È vergognoso, come purtroppo è accaduto, che un Governo abbia fatto copia e incolla del capitolo “Raccomandazioni” e, senza alcun ulteriore contributo scientifico e senza alcuna riflessione politica, l’abbia tradotto in politiche di riapertura di un Paese in nome della Salute collettiva, come se la Salute collettiva fosse regolata da un unico parametro.

Ed è corretto chiedersi allora qual è la funzione dei politici e della politica?

Basterebbero i virologi, se non sapessimo che i medici sanno curare le persone contagiate non quelle sanitariamente sane, che ad oggi sono 60 milioni, e sarebbe stato bene che si fossero limitati a fare il lavoro che sanno fare non decidendo, con l’avvallo (o input?) politico e senza competenza alcuna, il futuro di sfere sociali che non sono regolate solo da virus per quanto contagiosi.

Qualche osservazione sul testo.

Leggendo il capitolo finale del documento, “Raccomandazioni”, mi è sorto il dubbio che la mano che lo ha scritto o contribuito a scrivere non è quella di un tecnico o di un medico.

Quale tecnico o medico scriverebbe:

“Si ritiene inoltre che sia possibile consentire attività fisica su base individuale (o dove necessario intrafamiliare) inclusi bambini ed anziani, alle persone in prossimità della loro residenza purché effettuate con distanziamento sociale e non consentendo in alcun modo l’aggregazione sociale. “

Cosa che non ha alcun significato né fondamento scientifico.

O ancora quale medico scriverebbe nel testo del documento:

“Questo significa che l’utilizzo diffuso di misure di precauzione (mascherine, igiene delle mani, distanziamento sociale), il rafforzamento delle attività di tracciamento del contatto e l’ulteriore aumento di consapevolezza dei rischi epidemici nella popolazione potrebbero congiuntamente ridurre in modo sufficiente i rischi di trasmissione per la maggior parte degli scenari sin qui considerati”.

Per poi concludere nel capitolo “Raccomandazioni” e in grassetto:

“Ci sono però delle incertezze sul valore dell’efficacia dell’uso di mascherine per la popolazione generale dovute a una limitata evidenza scientifica, sebbene le stesse siano ampiamente consigliate; oppure variabili non misurabili, es. il comportamento delle persone dopo la riapertura in termini di adesione alle norme sul distanziamento sociale ed utilizzo delle mascherine e l’efficacia delle disposizioni per ridurre la trasmissione sul trasporto pubblico.
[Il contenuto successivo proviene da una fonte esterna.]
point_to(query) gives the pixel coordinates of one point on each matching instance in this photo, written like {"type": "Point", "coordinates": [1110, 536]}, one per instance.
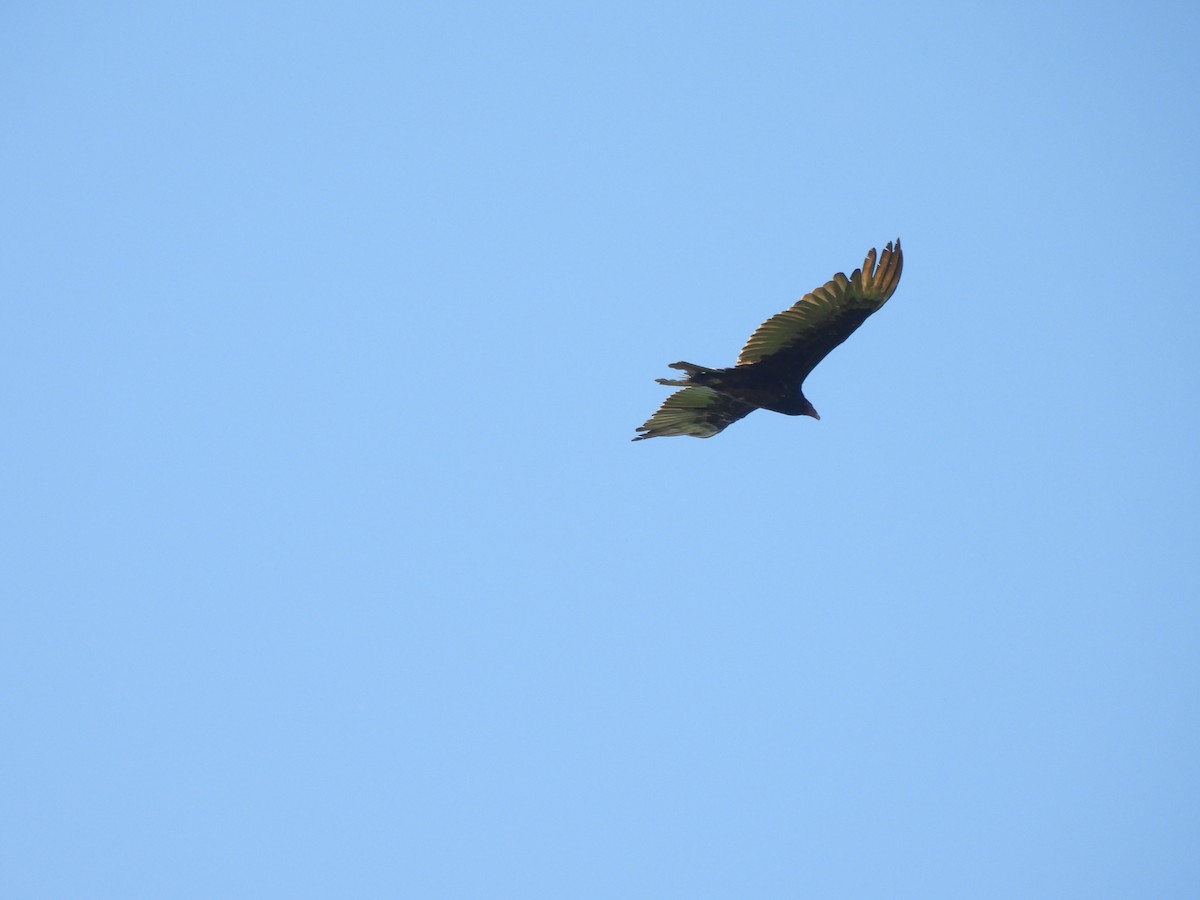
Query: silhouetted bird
{"type": "Point", "coordinates": [779, 355]}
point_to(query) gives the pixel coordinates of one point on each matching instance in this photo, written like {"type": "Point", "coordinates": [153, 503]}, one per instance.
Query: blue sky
{"type": "Point", "coordinates": [330, 569]}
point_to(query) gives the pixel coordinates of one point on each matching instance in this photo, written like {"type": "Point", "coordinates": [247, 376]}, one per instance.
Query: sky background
{"type": "Point", "coordinates": [329, 568]}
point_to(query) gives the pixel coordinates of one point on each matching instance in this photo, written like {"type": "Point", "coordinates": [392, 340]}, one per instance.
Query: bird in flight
{"type": "Point", "coordinates": [779, 355]}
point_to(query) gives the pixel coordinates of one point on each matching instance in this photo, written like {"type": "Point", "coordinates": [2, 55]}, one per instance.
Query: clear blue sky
{"type": "Point", "coordinates": [329, 568]}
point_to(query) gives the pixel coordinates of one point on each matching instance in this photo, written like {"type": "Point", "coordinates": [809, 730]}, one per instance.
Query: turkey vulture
{"type": "Point", "coordinates": [779, 355]}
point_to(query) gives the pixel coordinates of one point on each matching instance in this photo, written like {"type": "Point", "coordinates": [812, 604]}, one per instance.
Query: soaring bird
{"type": "Point", "coordinates": [779, 355]}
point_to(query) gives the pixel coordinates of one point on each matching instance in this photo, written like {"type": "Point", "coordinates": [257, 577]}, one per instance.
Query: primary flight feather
{"type": "Point", "coordinates": [779, 355]}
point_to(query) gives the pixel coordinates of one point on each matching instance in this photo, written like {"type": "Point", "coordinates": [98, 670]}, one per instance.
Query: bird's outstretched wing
{"type": "Point", "coordinates": [796, 340]}
{"type": "Point", "coordinates": [696, 412]}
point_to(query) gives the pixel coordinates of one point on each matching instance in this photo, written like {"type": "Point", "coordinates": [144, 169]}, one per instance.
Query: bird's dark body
{"type": "Point", "coordinates": [759, 384]}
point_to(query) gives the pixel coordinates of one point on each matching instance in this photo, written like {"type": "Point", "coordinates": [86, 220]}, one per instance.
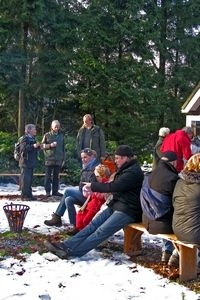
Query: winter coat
{"type": "Point", "coordinates": [97, 141]}
{"type": "Point", "coordinates": [87, 173]}
{"type": "Point", "coordinates": [186, 202]}
{"type": "Point", "coordinates": [54, 156]}
{"type": "Point", "coordinates": [84, 217]}
{"type": "Point", "coordinates": [156, 198]}
{"type": "Point", "coordinates": [157, 154]}
{"type": "Point", "coordinates": [180, 143]}
{"type": "Point", "coordinates": [125, 189]}
{"type": "Point", "coordinates": [29, 158]}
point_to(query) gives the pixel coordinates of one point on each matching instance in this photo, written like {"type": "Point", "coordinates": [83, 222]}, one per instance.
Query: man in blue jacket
{"type": "Point", "coordinates": [123, 209]}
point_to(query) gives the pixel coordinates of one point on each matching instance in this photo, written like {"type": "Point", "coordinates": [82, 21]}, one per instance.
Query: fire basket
{"type": "Point", "coordinates": [16, 214]}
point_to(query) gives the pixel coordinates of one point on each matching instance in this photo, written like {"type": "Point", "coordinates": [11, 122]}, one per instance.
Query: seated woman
{"type": "Point", "coordinates": [186, 203]}
{"type": "Point", "coordinates": [93, 203]}
{"type": "Point", "coordinates": [156, 199]}
{"type": "Point", "coordinates": [73, 194]}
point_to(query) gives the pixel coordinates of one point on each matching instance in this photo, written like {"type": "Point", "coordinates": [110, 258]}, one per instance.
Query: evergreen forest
{"type": "Point", "coordinates": [130, 63]}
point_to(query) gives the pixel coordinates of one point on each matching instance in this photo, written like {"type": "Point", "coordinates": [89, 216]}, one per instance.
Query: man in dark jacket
{"type": "Point", "coordinates": [124, 208]}
{"type": "Point", "coordinates": [156, 199]}
{"type": "Point", "coordinates": [28, 161]}
{"type": "Point", "coordinates": [91, 136]}
{"type": "Point", "coordinates": [54, 153]}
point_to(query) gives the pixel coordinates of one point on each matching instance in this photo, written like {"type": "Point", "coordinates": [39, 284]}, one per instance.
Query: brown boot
{"type": "Point", "coordinates": [55, 221]}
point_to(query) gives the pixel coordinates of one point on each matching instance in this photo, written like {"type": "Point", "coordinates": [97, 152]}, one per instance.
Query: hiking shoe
{"type": "Point", "coordinates": [71, 230]}
{"type": "Point", "coordinates": [54, 221]}
{"type": "Point", "coordinates": [23, 198]}
{"type": "Point", "coordinates": [174, 260]}
{"type": "Point", "coordinates": [57, 249]}
{"type": "Point", "coordinates": [57, 194]}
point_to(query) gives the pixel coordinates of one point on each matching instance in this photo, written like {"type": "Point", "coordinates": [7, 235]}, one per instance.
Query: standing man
{"type": "Point", "coordinates": [54, 152]}
{"type": "Point", "coordinates": [91, 136]}
{"type": "Point", "coordinates": [28, 161]}
{"type": "Point", "coordinates": [180, 143]}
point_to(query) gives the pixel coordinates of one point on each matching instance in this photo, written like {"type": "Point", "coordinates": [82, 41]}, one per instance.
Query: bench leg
{"type": "Point", "coordinates": [132, 241]}
{"type": "Point", "coordinates": [187, 263]}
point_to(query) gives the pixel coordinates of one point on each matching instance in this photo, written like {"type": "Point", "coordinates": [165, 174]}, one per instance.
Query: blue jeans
{"type": "Point", "coordinates": [167, 246]}
{"type": "Point", "coordinates": [100, 228]}
{"type": "Point", "coordinates": [72, 196]}
{"type": "Point", "coordinates": [51, 183]}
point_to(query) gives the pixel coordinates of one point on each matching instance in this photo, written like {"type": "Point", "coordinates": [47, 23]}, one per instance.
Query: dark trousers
{"type": "Point", "coordinates": [51, 181]}
{"type": "Point", "coordinates": [26, 180]}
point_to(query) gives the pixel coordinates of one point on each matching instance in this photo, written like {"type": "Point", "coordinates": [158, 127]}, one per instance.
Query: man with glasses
{"type": "Point", "coordinates": [91, 136]}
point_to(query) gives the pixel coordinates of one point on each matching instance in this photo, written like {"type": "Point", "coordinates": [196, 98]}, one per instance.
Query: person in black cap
{"type": "Point", "coordinates": [124, 208]}
{"type": "Point", "coordinates": [156, 199]}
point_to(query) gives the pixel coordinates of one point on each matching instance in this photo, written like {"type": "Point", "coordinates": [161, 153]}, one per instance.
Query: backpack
{"type": "Point", "coordinates": [17, 152]}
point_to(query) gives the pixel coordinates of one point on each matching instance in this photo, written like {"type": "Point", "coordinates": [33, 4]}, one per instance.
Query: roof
{"type": "Point", "coordinates": [192, 104]}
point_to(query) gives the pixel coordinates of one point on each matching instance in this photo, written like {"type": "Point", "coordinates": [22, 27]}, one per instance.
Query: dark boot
{"type": "Point", "coordinates": [55, 221]}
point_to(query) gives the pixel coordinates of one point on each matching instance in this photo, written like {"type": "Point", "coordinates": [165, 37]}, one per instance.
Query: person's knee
{"type": "Point", "coordinates": [69, 201]}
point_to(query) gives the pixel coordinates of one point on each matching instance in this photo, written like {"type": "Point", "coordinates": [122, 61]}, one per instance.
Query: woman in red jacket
{"type": "Point", "coordinates": [93, 203]}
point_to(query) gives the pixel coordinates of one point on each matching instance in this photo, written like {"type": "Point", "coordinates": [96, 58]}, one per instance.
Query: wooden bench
{"type": "Point", "coordinates": [187, 252]}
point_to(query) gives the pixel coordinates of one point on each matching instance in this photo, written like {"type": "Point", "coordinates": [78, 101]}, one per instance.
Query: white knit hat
{"type": "Point", "coordinates": [164, 131]}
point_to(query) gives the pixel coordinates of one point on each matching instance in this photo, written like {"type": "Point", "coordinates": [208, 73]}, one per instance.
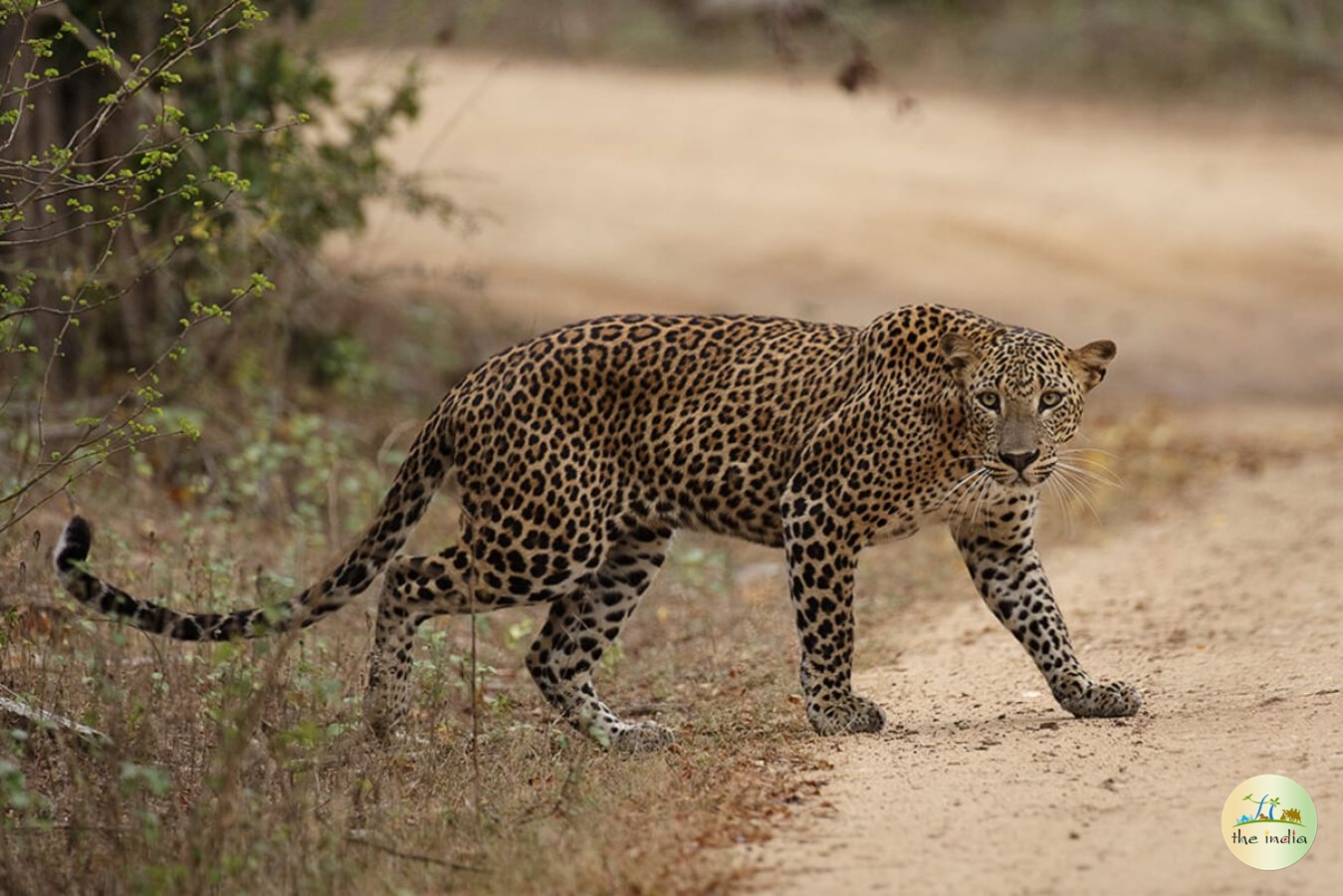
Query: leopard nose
{"type": "Point", "coordinates": [1019, 460]}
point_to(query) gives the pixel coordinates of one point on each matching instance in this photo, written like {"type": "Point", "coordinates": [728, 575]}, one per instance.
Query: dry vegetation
{"type": "Point", "coordinates": [245, 768]}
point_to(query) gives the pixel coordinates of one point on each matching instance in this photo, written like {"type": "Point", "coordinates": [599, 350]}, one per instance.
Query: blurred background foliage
{"type": "Point", "coordinates": [1213, 46]}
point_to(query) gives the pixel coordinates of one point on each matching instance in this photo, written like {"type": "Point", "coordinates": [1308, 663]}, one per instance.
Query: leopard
{"type": "Point", "coordinates": [579, 453]}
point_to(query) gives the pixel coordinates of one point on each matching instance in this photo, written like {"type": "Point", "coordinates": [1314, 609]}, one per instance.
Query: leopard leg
{"type": "Point", "coordinates": [1000, 554]}
{"type": "Point", "coordinates": [583, 623]}
{"type": "Point", "coordinates": [822, 559]}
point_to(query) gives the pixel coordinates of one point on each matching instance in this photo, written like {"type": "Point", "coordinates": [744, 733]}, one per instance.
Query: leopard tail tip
{"type": "Point", "coordinates": [74, 545]}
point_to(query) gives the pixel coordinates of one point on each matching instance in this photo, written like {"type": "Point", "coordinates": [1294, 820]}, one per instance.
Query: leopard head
{"type": "Point", "coordinates": [1022, 395]}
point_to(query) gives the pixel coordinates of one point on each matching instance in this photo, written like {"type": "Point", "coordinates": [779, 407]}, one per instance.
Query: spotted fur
{"type": "Point", "coordinates": [579, 453]}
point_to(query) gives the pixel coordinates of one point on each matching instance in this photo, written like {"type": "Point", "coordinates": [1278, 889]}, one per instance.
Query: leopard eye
{"type": "Point", "coordinates": [1050, 399]}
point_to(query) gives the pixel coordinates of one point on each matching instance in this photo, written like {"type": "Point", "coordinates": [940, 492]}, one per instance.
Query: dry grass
{"type": "Point", "coordinates": [245, 768]}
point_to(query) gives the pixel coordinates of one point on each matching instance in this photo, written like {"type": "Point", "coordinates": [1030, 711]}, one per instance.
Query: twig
{"type": "Point", "coordinates": [45, 720]}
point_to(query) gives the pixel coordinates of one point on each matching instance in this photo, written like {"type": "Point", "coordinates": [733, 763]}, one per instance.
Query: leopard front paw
{"type": "Point", "coordinates": [845, 716]}
{"type": "Point", "coordinates": [1103, 700]}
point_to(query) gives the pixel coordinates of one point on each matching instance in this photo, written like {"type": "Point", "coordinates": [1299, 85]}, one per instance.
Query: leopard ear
{"type": "Point", "coordinates": [1089, 361]}
{"type": "Point", "coordinates": [961, 354]}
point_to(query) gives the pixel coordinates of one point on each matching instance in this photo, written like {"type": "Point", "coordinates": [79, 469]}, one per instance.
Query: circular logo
{"type": "Point", "coordinates": [1268, 822]}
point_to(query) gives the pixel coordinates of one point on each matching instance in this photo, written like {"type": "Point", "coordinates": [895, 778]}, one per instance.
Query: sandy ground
{"type": "Point", "coordinates": [1227, 614]}
{"type": "Point", "coordinates": [1209, 249]}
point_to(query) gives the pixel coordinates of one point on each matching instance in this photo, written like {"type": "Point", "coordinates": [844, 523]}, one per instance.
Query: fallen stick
{"type": "Point", "coordinates": [31, 718]}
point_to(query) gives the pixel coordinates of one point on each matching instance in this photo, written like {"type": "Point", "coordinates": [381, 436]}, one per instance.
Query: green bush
{"type": "Point", "coordinates": [157, 177]}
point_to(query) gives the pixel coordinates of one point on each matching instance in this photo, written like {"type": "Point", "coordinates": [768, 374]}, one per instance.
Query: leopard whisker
{"type": "Point", "coordinates": [1092, 476]}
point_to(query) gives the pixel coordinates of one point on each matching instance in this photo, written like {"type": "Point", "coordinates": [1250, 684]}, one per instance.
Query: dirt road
{"type": "Point", "coordinates": [1209, 249]}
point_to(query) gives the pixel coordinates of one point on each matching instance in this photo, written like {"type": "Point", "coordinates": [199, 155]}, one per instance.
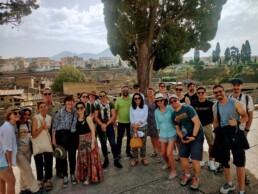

Elementi questi che suggeriscono di adottare un approccio a passi progressivi.”

Il capitolo finale pare avere una forte impronta da ufficio di comunicazione che non ha neanche letto il resto del documento.

E numeratele le pagine. È una delle prime cose che farebbe qualunque task force di tecnici che debba scrivere un documento, a più mani, decisivo per il Paese.